When it comes to using and choosing the best clay masks, there is a strategy. “The amount of clay used in a standard mask formulation is fairly uniform,” says Robinson, “so there’s no issue with looking for the best concentration.” What does matter: The desired outcome. Robinson wants you to pay attention to what the language on the packaging says. “If you have sensitive or dry skin, look for words like ‘hydrating’ or ‘nourishing,’” he adds. “For oily or acne-prone types, your key words are ‘clarifying’ or ‘purifying.’”

And though you may be tempted, don’t let that mask dry to a tight, crack- ing finish. “You want to remove your face mask while it’s still damp and tacky to the touch,” says Gohara. “By the time it’s completely dry, the mask has over-stripped your skin, and can lead to barrier damage, irritation and dryness.” Now, go forth… and mask.


Rather DIY than buy? Create one of these easy clay-based beautifiers right in the comfort of your own bathroom.

Dry Shampoo


1 cup bentonite clay
1 cup cornstarch Cocoa powder (blondes should omit) 5-10 drops of an essential oil of your choice


1. Pour bentonite clay and cornstarch into a large bowl and mix with a spatula until combined. 2. Add the cocoa powder sparingly, mixing until you create the shade you need. 3. Place a few drops of the essential oil into the bowl, depending on how strong you want the scent to be. Pour into a glass or plastic bottle.

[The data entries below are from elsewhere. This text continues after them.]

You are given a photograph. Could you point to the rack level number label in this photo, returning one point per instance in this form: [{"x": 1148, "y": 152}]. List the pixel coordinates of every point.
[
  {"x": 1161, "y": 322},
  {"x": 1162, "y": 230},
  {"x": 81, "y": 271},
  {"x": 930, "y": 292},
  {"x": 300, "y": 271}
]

Sprinkle a dusting of the powder onto your roots to absorb excess oil and give your hair some added volume.

Face Mask


1 teaspoon bentonite clay 2 drops calendula essential oil
1 tablespoon ground oats 1 teaspoon water


1. Mix the bentonite clay and calendula essential oil in a bowl. Add the ground oats.
2. Add enough warm water to thin out the paste slightly and add the lavender essential oil.


Immediately apply to face and neck in a circular motion, avoiding the eyes. Leave on until mask begins to dry but is slightly damp to the touch. Rinse with warm water and a wash cloth.